No one messed with Jackson, not teachers, football coaches, or administrators. He came and went as he pleased. He was a brilliant student and a brilliant football player. Despite all the abuse his body suffered, he somehow maintained an A average. If he chose, he could go to Stanford, his father’s school, or Harvard, which his mother hoped he would choose.
Nevertheless, Jackson had one flaw, and that was pure arrogance and an obscene need for female adoration and companionship. He would start a relationship with girls just as casually as he would start a book. Once he found a girl boring, he discarded her after one night of sex.
He also had very little loyalty to his friends when it came to their girlfriends. His best friend David would brag about his virtuous girlfriend and that she was a virgin and she would never date or sleep with another guy, especially Jackson. But Jackson saw this as a challenge.
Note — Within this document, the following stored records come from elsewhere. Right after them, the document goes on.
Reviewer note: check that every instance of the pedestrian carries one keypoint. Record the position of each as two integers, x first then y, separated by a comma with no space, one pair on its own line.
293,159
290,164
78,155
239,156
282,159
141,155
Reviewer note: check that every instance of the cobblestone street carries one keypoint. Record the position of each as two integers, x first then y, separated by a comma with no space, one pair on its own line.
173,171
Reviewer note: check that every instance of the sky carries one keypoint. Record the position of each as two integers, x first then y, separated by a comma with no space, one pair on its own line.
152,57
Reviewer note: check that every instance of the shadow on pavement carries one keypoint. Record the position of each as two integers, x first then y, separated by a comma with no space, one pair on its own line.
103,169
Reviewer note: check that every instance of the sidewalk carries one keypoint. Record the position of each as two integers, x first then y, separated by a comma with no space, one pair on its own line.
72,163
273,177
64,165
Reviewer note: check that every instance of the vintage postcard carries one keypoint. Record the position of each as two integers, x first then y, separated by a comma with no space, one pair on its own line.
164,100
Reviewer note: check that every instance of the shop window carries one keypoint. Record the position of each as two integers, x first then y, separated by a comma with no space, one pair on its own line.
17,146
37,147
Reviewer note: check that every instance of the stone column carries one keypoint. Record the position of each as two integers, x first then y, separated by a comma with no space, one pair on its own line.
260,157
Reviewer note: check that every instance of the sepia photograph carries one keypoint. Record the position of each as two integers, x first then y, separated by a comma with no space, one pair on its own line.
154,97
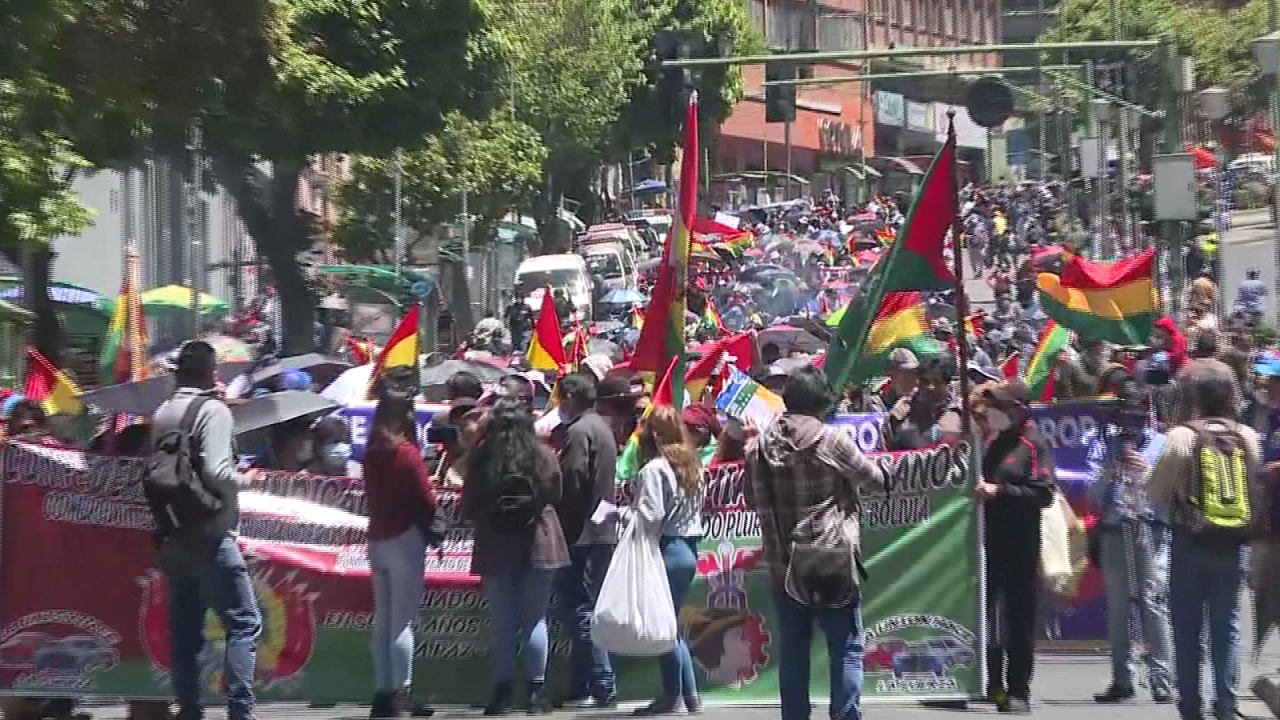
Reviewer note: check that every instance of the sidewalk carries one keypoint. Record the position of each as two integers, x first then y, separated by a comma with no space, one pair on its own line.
1064,689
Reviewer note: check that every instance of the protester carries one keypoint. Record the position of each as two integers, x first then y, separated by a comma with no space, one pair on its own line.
670,507
1133,542
589,456
402,509
1207,477
510,497
197,551
1016,483
927,417
795,465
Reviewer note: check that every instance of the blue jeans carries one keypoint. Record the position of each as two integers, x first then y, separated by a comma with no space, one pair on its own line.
579,584
844,630
1200,578
517,614
680,556
397,566
1136,570
210,575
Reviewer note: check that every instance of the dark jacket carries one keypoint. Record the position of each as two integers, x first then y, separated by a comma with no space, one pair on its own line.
589,460
1022,463
211,440
498,551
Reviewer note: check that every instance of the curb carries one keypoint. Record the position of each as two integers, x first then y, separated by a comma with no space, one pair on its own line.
1267,689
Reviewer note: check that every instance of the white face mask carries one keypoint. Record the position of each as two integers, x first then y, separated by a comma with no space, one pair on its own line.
997,420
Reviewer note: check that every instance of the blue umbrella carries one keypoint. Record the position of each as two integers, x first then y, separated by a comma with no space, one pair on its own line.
624,296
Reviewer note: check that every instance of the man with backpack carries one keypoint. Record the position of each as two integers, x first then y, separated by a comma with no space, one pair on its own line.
192,486
804,479
1207,479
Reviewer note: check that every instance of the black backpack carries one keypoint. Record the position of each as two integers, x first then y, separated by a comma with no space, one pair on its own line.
519,502
174,474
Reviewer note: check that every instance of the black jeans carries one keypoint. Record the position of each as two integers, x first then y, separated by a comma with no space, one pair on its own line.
1013,586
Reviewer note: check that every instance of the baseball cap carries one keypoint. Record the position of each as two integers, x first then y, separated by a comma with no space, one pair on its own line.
1267,365
903,359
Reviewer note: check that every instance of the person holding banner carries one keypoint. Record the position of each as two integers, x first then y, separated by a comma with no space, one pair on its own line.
401,505
670,506
1016,484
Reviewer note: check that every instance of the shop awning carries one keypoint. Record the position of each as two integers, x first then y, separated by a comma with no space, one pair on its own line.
901,164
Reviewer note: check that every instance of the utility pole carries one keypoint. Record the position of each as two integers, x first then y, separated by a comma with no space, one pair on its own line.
397,229
195,227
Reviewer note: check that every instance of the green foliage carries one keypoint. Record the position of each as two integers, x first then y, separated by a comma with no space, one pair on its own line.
1219,41
499,160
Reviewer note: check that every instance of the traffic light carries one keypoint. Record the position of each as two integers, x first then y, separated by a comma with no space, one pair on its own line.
780,100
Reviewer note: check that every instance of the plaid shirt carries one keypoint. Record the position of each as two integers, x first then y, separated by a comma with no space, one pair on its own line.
795,465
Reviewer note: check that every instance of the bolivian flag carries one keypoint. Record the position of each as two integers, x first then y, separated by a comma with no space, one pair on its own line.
401,349
547,347
1038,376
1112,301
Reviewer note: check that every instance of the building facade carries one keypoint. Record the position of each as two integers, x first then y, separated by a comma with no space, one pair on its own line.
854,137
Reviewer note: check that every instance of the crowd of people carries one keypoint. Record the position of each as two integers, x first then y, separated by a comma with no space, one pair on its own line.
1183,481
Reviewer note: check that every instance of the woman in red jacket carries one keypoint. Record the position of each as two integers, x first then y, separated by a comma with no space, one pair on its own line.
401,504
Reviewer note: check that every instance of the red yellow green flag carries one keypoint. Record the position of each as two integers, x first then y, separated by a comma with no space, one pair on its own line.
914,261
401,349
1038,374
662,338
547,347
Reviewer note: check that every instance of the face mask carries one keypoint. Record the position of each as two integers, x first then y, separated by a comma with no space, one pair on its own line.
338,454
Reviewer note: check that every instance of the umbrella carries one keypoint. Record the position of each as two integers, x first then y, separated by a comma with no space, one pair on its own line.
791,340
178,297
321,368
132,399
624,296
229,351
440,374
278,408
351,387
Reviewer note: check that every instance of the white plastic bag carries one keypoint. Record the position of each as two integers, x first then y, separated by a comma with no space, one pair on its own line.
634,614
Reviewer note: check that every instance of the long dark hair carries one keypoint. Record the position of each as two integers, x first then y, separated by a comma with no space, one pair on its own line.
393,420
508,446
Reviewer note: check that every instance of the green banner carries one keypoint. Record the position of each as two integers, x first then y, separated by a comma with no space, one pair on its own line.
99,627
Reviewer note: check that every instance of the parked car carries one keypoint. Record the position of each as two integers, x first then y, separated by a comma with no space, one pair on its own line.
952,650
919,660
880,654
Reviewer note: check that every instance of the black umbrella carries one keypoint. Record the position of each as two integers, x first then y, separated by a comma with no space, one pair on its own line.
440,374
321,368
132,399
278,408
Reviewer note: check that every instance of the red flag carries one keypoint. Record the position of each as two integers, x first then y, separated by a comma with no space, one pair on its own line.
1010,368
40,376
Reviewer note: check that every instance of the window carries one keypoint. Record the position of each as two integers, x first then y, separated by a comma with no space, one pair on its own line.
840,31
790,24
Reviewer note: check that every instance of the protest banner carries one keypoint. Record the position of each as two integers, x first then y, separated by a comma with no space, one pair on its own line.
85,609
1078,619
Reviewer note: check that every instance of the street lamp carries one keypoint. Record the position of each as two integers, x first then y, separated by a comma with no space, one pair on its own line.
1214,104
1104,112
1266,50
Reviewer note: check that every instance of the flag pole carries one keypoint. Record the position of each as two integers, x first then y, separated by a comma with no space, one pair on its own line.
961,297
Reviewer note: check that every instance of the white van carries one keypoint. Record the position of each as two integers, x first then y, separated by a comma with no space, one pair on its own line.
558,272
612,261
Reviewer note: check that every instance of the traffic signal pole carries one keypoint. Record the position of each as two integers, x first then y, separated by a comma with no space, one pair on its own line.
833,55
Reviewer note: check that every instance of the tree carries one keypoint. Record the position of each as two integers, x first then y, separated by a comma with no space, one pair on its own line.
498,160
37,162
652,115
1219,41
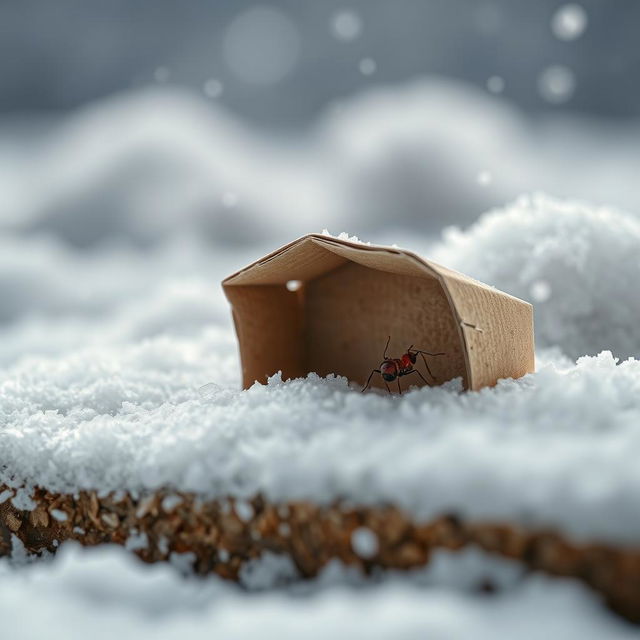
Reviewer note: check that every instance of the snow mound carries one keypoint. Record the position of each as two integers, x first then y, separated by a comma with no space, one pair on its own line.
556,448
579,266
106,593
148,165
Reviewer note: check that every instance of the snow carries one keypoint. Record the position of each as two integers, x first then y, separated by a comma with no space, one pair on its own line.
152,165
116,389
106,593
119,367
364,542
569,22
580,264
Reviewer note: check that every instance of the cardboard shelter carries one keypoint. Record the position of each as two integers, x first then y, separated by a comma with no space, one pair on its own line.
349,297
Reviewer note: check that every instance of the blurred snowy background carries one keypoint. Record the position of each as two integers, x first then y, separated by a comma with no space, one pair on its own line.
147,150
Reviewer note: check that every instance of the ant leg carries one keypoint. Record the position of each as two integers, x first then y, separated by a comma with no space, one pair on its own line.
426,365
423,353
369,380
384,356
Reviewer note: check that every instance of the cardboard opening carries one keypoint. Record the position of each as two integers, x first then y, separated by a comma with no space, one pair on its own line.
326,305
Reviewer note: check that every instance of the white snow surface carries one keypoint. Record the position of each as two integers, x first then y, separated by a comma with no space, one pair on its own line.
107,593
117,224
106,397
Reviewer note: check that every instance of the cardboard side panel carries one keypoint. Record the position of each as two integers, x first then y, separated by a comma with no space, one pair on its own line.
498,331
350,312
268,323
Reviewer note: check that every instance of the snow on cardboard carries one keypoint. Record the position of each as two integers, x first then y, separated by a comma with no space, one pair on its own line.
327,305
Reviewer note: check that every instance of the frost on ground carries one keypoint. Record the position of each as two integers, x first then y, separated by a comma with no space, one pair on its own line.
107,593
117,406
111,319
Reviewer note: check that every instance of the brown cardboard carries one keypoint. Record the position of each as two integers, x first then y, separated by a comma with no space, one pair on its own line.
353,296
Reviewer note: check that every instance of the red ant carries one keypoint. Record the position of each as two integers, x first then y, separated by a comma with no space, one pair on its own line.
394,368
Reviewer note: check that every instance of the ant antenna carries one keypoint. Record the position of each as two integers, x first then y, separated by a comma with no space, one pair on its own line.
384,357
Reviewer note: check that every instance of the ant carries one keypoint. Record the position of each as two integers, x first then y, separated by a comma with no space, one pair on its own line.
394,368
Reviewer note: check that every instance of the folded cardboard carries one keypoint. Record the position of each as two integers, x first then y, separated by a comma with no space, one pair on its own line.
349,297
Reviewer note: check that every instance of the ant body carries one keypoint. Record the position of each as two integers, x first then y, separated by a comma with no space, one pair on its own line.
394,368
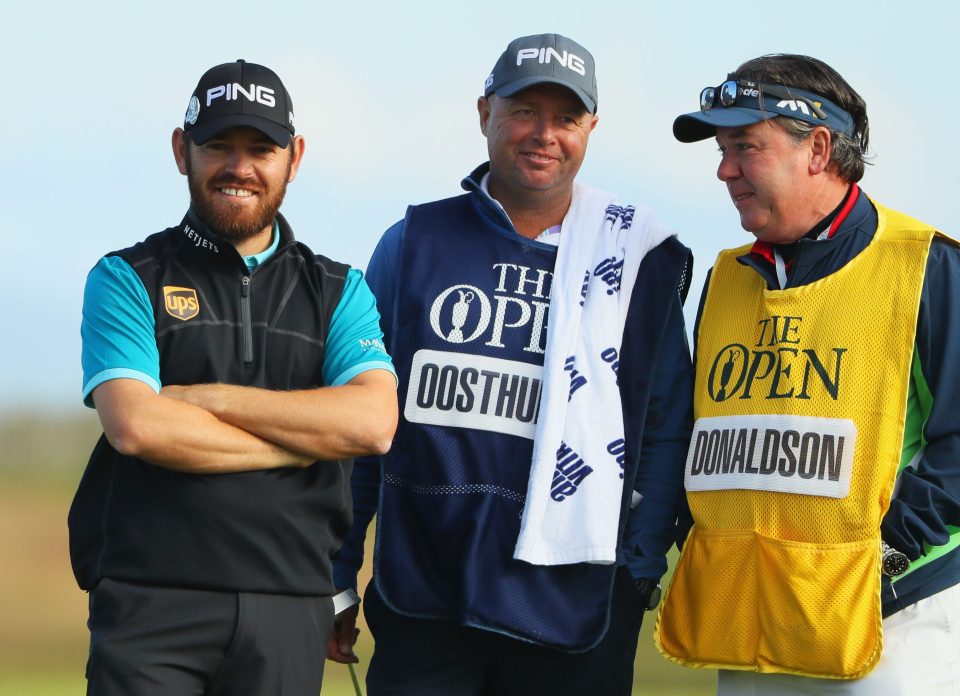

He even went after David’s girlfriend and presented the contract to her. Jackson called David’s girl and arranged a meeting at his home. After a few kisses (and he knew how to kiss), she had signed the contract agreeing to see a doctor to certify that she was a virgin.
Girls were lined up waiting for him to give the green light and they would be there when he wanted and where he wanted. He enjoyed sex in his two-seat convertible sports cars. His requests of girls were that they were of the age where they could have consensual sex. There was too much at stake—his inheritance, his football career, and his partying. He would even take the time to tape them and have them sign an official agreement drawn up by his lawyer, stating that they were virgins, and they were on birth control pills before he agreed to date them.
He covered his basis with everyone but one. It was the vision of a nameless and faceless girl who kept swirling around his mind.
When he first met her, it was a spring day and football season was over. Jackson’s team won their championship game. He deserved a rest. He planned a party because it was his final year and he would be off to college soon. He had to decide whether he wanted to go to Harvard Law School, or play football at Stanford. He considered not going to college altogether. Maybe tramp around Europe and see the world. Give up football. He had enough money; why did he need to go to college? He could spend that time sampling different women, which was a good thought for a young man, but his father had other plans.